From the beginning, members of both parties agreed something had to be done to keep interest rates lower for students who borrowed after July 1. The
sticking point was how to pay for it. Lawmakers in the end included an extension of the current interest rate in a transportation reauthorization conference report. The Senate vote was 74-19 and the House vote was 373-52.
The estimated $6 billion it will cost to maintain current interest rates will come from changes to pension policies and from limits on how long students can get the loans.
While student advocates and school officials say the lower rates are needed, they also say Congress needs to come up with a long-term solution to the rising cost of higher education.

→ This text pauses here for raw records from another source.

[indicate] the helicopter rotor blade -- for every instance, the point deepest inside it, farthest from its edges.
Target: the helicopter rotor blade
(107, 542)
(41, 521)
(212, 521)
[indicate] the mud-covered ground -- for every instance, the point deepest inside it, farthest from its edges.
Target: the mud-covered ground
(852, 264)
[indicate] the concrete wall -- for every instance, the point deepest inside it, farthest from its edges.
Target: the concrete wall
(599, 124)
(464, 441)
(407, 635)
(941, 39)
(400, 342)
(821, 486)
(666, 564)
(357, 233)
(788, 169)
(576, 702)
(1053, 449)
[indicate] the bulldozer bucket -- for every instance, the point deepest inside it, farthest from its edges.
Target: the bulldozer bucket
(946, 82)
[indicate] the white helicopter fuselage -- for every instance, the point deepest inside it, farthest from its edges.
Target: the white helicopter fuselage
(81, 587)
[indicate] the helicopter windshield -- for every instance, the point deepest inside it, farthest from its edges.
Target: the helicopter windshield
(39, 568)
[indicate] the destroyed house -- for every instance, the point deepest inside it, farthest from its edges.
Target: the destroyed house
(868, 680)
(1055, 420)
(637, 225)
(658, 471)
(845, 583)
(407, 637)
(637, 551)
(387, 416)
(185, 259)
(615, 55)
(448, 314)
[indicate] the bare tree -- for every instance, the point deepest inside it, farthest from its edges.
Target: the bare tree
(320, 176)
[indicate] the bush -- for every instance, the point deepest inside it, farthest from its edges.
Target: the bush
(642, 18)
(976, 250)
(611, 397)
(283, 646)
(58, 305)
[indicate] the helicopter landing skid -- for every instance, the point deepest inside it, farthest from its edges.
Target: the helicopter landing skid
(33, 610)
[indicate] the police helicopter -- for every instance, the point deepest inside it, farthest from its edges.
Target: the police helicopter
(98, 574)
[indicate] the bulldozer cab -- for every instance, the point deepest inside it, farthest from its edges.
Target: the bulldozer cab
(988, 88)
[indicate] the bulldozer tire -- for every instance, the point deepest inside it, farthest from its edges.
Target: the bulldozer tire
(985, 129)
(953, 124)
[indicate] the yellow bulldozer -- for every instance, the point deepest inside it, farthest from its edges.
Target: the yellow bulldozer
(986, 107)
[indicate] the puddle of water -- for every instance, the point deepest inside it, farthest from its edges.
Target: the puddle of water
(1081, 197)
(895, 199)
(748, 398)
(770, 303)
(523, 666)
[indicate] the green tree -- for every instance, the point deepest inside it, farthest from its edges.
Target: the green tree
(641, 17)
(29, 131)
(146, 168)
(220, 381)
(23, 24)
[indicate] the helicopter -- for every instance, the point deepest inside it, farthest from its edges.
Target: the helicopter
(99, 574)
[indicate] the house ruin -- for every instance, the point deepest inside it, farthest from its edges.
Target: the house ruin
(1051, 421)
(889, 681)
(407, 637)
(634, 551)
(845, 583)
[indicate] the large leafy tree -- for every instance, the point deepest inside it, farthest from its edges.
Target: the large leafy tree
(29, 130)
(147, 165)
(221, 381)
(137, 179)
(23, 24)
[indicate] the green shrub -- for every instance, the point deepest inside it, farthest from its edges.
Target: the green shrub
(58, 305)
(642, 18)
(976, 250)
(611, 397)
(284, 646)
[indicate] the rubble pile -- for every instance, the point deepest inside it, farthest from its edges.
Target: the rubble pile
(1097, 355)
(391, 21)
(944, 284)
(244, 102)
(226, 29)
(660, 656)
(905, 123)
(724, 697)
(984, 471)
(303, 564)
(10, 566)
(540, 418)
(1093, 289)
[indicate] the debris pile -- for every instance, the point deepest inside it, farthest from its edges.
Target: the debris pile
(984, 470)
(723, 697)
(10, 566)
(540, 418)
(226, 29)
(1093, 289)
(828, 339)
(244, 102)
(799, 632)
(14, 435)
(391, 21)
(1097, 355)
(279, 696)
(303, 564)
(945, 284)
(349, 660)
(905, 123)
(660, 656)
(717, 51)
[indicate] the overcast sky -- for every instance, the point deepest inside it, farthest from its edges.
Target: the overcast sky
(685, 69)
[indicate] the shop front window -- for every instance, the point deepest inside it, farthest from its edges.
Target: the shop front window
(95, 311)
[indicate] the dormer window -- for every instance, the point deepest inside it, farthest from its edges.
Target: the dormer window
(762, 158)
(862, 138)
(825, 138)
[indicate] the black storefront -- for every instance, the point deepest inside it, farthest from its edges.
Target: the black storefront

"Fifteen years ago across the United States and in Tennessee, the state paid for more than two-thirds of the cost of going to school for a year, now is down to less than one-third," said James Catanzaro, president at Chattanooga State Community College where this year close to 5,000 students had need-based loans totaling $14 million.
Last week's vote is a "step in the right direction and a huge victory for students," said Mamie Lynch, research and policy analyst for The Education Trust. "But it's kicking the can down the road to next year when Congress is going to have to revisit the issue."
Since Congress has been handling several issues, including higher education, in one or two-year bites, Rich Williams, higher education advocate for U.S.
Public Interest Research Group in Washington, D.C., said his organization is excited to have one more year.
"We are not discouraged, it provides us another year of opportunity to really have a full dialogue about what the appropriate level of interest rates should be," he said.
Corker said one solution mentioned before is to tie interest rates to those in the market instead "of Congress just coming up with a number."
Roger Brown, chancellor at the University of Tennessee, agrees.
"While I favor the lower rate, we can't permanently hold them so far below the market," he said. "We need a more sophisticated mechanism for setting these rates and we cannot leave out the value of having more people educated out of that equation."
Despite increases in grant and scholarship aid, a record $1 trillion in student loan debt was reached earlier this year. The average debt for a Tennessee university graduate, both in public and private schools, is about $20,000.
Alek Vey, spokesman for Rep. Chuck Fleishchmann, who voted for the measure, said the "transportation bill cut over 70 federal programs while ensuring that Tennessee receives critically needed funding to maintain and improve our transportation infrastructure. The bill contains no earmarks, reduces red tape and is fully paid for."
Corker said only in Washington "can you spend money in one year, pay for it over 10 and say that is paid for."
Washington is partly to blame for the rising cost of college, he said.
"We in Washington have driven the cost of higher education through the roof by putting all of these Medicaid mandates in place," said Corker.
In the last 20 years, Tennessee appropriations to higher education have increased 74 percent to $1.4 billion. During the same period of time, appropriations to TennCare increased 193 percent to $2.8 billion -- but that also includes a hospital assessment fee, which makes up a large portion of the increase in the last two years, according to Republican Gov. Bill Haslam's office.
Some argue the impact of keeping the interest rates low is minimal.
"It doesn't change your upfront cost," said Russ Deaton with the Tennessee Higher Education Commission. "I don't think this is going to be the make or break issue for anyone to go to school," he added.
The governor recently announced plans to meet with business and education leaders to discuss higher education in the state, from accessibility to cost and relevance to today's workforce.